Une proposition de loi controversée

L'examen d'une proposition de loi controversée visant à criminaliser les relations avec Israël a récemment agité la scène politique tunisienne. Cette proposition a suscité des inquiétudes au sein des chancelleries occidentales, alimentant le débat sur la politique étrangère de la Tunisie.

Le revirement du président

La séance plénière de l'assemblée des représentants du peuple (ARP) visant à examiner la proposition de loi a été marquée par un revirement inattendu de la part du président Kaïs Saïed. Alors que le texte était en cours d'examen, le chef de l'État a exprimé son opposition à son adoption, malgré le soutien d'une majorité de députés. Ce revirement a également été suivi par le président de l'ARP, Brahim Bouderbala.

Les motifs du revirement

Kaïs Saïed a justifié son revirement en déclarant que la Tunisie était engagée dans une "guerre de libération" et que criminaliser les relations avec Israël ne servirait pas les intérêts nationaux. Il a qualifié toute tentative de collaboration avec Israël de "haute trahison" en vertu de l'article 60 du code pénal tunisien, évoquant des conséquences graves, y compris la peine de mort pour tout Tunisien impliqué dans des activités avec une puissance étrangère. Selon le président, adopter cette loi représenterait une menace pour la sécurité extérieure de la Tunisie.

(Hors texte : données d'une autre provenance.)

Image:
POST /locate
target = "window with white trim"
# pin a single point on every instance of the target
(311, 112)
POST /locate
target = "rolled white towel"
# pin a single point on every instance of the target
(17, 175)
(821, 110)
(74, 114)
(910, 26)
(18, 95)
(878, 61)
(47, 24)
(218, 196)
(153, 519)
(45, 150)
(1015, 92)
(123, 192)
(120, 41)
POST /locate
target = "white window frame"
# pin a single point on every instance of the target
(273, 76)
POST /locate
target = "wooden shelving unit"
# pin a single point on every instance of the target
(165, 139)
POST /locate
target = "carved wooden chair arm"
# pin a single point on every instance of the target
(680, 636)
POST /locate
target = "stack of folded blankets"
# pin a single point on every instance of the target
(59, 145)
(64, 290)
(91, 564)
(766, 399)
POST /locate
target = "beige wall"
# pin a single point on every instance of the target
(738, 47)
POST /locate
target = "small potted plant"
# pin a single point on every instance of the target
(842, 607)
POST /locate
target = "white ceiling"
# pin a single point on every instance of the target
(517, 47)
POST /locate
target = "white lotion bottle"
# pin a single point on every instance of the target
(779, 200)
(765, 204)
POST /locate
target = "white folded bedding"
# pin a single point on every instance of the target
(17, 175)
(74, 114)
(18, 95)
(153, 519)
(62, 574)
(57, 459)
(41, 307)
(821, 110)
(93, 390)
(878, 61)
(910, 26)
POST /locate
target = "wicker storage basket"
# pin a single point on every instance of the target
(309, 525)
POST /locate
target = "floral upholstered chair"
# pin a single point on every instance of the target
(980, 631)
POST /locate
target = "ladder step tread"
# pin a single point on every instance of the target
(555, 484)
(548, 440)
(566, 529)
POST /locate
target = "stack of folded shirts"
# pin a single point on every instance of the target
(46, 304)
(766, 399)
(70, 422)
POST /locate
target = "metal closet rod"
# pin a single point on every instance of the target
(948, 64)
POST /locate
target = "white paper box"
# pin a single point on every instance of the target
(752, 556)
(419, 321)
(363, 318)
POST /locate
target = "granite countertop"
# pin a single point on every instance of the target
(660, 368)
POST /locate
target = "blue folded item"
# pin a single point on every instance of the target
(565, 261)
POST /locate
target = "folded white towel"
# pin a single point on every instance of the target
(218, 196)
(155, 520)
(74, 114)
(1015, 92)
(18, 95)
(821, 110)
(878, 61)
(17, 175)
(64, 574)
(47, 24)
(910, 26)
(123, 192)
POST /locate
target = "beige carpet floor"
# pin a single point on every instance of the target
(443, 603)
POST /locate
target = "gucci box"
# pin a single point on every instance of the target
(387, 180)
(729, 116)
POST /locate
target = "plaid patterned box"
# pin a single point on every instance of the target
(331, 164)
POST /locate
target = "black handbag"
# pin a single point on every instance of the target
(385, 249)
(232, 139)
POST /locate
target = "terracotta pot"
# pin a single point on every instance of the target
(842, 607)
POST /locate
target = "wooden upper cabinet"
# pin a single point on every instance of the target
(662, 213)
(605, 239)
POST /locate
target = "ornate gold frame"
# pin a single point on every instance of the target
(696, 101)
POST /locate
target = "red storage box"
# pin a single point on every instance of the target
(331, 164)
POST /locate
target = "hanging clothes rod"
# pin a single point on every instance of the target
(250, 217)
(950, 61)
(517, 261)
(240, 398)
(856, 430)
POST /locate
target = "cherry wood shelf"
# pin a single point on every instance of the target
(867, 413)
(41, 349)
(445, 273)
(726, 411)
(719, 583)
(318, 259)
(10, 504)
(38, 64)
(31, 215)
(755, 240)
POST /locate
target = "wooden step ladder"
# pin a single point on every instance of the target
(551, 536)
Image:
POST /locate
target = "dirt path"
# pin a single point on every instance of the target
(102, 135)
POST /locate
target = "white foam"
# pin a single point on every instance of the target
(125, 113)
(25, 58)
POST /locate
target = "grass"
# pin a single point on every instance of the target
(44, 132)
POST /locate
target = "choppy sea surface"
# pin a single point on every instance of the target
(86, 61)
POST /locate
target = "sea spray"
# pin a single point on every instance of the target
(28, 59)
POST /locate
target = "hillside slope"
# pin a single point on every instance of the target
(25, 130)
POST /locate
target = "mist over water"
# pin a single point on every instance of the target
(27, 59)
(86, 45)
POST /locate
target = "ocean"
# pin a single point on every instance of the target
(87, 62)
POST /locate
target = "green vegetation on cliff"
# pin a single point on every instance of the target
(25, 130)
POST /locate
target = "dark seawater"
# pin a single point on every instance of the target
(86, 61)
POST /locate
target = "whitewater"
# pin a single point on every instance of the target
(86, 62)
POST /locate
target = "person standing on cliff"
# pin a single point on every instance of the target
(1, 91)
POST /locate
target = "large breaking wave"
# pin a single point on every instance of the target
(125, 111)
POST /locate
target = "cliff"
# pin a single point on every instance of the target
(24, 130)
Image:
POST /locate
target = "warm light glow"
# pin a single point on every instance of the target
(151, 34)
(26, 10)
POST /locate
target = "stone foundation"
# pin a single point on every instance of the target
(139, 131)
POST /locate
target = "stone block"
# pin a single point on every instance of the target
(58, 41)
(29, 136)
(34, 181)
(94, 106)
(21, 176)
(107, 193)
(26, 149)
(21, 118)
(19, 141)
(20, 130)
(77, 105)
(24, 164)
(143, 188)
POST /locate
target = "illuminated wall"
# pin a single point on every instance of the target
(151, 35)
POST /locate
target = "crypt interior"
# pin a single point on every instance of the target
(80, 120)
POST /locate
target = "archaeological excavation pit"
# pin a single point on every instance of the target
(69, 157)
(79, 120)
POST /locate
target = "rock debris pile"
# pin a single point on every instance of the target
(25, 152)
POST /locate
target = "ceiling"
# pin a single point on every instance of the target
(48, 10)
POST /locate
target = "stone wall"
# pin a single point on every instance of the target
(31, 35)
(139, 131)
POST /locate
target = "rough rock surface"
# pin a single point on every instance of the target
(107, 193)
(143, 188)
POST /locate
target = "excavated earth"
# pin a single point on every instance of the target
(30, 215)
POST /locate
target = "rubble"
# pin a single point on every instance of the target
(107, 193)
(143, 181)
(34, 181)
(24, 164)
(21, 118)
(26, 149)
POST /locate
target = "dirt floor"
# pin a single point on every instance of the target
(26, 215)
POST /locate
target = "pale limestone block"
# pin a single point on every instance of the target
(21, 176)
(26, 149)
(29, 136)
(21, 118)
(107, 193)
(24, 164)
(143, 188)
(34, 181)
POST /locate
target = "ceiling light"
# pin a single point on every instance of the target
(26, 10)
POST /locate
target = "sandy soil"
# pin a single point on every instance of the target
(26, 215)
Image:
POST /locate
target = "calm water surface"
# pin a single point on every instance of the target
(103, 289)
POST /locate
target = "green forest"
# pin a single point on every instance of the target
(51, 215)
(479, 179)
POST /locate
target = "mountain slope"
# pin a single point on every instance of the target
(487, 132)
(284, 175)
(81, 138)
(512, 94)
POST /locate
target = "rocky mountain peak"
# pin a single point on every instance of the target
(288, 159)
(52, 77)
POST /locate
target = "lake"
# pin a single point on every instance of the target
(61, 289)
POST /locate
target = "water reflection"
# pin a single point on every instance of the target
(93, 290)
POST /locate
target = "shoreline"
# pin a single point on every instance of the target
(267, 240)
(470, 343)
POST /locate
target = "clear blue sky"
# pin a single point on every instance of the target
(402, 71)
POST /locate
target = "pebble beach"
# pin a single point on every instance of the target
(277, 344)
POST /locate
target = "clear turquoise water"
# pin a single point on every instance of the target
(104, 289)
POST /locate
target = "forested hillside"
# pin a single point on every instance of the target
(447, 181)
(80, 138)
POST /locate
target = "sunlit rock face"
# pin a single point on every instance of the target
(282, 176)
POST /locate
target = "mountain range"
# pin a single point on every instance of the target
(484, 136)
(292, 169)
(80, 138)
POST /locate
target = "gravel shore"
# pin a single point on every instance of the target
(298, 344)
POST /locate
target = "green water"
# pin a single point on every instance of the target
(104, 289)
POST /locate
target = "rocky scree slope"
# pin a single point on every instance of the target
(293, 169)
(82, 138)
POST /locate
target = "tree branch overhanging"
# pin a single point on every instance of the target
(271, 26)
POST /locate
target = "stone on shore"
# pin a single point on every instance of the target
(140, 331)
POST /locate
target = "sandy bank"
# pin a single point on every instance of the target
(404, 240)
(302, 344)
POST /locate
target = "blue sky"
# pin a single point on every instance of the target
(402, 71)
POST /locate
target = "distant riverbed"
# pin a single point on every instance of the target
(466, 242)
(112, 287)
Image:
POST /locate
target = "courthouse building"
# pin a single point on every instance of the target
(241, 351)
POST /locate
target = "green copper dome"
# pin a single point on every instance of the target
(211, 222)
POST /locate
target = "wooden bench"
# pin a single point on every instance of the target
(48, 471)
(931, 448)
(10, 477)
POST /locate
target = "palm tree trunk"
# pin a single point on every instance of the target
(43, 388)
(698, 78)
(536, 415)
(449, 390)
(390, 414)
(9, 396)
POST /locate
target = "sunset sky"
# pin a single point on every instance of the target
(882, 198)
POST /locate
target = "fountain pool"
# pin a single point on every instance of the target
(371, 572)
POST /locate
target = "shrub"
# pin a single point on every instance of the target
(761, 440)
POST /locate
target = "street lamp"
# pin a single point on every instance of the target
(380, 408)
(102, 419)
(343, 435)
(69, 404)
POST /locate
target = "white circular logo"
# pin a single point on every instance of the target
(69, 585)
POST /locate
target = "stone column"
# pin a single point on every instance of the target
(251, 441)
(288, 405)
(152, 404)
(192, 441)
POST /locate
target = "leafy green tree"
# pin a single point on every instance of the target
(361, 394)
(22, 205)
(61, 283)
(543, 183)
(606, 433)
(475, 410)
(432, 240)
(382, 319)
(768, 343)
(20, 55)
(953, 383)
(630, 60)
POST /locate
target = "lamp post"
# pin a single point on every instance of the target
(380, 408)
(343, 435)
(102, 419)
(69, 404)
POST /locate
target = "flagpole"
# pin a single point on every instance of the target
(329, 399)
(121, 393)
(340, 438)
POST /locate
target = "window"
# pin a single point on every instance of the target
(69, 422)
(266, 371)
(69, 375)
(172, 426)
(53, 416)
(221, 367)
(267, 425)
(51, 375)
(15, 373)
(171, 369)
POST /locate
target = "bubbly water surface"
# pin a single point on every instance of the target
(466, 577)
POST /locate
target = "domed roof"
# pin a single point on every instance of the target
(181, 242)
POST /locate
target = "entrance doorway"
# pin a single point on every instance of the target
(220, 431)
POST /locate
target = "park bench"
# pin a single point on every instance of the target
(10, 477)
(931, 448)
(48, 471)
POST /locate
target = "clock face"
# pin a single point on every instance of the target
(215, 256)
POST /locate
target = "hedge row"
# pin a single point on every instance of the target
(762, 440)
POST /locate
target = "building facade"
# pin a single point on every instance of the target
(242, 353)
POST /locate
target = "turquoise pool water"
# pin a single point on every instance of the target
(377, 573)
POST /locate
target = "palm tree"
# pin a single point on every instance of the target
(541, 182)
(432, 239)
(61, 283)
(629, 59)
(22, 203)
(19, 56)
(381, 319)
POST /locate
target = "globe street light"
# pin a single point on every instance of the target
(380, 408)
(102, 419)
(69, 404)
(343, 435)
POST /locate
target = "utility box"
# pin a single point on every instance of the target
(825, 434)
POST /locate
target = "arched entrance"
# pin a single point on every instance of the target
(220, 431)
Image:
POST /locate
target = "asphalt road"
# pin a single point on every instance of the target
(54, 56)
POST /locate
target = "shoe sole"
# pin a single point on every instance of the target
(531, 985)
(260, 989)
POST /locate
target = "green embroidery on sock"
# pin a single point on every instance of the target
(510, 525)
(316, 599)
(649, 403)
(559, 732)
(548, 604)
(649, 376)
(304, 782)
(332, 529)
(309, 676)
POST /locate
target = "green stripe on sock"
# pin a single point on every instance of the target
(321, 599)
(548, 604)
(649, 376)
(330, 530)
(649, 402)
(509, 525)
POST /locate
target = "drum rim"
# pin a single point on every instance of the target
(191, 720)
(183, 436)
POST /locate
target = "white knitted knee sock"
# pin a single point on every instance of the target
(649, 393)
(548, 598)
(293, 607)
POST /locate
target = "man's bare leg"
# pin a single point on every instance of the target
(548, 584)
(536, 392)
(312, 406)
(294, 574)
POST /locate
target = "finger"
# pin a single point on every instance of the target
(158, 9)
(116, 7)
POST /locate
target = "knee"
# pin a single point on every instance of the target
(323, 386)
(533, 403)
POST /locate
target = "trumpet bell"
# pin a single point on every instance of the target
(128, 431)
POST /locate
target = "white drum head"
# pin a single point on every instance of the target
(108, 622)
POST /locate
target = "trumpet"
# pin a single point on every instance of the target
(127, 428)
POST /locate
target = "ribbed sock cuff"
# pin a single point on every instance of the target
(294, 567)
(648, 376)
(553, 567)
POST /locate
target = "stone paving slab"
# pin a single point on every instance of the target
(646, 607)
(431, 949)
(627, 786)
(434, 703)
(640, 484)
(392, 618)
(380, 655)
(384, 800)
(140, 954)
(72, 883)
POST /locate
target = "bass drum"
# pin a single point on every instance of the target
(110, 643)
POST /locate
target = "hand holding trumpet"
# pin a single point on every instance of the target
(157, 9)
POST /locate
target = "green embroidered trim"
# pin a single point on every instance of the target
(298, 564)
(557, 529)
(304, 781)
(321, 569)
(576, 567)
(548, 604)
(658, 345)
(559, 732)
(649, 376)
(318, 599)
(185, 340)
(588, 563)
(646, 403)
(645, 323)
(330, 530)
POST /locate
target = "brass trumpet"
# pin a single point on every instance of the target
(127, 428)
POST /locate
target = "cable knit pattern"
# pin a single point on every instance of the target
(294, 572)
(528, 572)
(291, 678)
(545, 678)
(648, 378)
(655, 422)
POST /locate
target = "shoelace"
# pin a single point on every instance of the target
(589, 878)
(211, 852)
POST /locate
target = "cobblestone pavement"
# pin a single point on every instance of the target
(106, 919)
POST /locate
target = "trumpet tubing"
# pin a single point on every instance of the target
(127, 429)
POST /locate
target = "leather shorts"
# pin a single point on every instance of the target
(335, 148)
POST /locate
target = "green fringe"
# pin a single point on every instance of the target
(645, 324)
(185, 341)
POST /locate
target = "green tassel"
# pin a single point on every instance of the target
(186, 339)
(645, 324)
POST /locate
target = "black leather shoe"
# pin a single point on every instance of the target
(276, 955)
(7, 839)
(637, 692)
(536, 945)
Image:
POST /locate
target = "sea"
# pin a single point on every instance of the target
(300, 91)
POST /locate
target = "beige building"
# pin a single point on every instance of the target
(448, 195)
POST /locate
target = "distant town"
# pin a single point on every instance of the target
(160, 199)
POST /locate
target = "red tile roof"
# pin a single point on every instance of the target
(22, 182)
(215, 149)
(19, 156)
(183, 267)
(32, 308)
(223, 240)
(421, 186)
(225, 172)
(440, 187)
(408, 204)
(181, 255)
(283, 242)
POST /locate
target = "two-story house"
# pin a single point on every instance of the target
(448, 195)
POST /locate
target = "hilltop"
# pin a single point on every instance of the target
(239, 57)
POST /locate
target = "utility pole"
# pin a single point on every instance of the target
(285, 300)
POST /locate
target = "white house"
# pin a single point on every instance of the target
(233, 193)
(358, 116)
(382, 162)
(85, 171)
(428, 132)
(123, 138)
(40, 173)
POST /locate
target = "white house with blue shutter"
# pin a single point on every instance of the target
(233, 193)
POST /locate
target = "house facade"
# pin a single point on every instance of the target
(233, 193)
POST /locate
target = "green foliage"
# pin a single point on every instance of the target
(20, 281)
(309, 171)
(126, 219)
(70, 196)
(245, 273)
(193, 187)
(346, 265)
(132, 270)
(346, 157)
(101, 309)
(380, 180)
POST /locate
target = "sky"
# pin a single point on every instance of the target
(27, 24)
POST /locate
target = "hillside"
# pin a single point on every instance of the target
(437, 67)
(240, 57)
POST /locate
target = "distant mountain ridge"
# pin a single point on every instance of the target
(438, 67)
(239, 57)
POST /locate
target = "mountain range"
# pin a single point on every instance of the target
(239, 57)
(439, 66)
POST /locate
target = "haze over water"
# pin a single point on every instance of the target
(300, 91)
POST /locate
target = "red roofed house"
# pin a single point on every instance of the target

L'influence des États-Unis

Certains observateurs ont suggéré que la pression des États-Unis aurait pu jouer un rôle dans le revirement de Kaïs Saïed. Le ministre des affaires étrangères, Nabil Ammar, avait précédemment appelé à étudier attentivement les répercussions de la loi et à prendre le temps nécessaire pour l'examiner.

Implications et réactions

Ce revirement a suscité des réactions variées en Tunisie et à l'étranger. Certains ont salué la décision du président, considérant que la proposition de loi était provocatrice et potentiellement préjudiciable pour le pays. D'autres ont critiqué le manque de cohérence de la politique étrangère tunisienne.

Le revirement du président Kaïs Saïed sur la proposition de loi criminalisant les relations avec Israël a secoué la scène politique tunisienne. Les motivations derrière cette décision restent sujettes à débat, mais elle illustre les tensions et les divergences au sein du gouvernement tunisien en matière de politique étrangère. L'avenir des relations entre la Tunisie et Israël demeure incertain, et il faudra surveiller de près les développements à venir.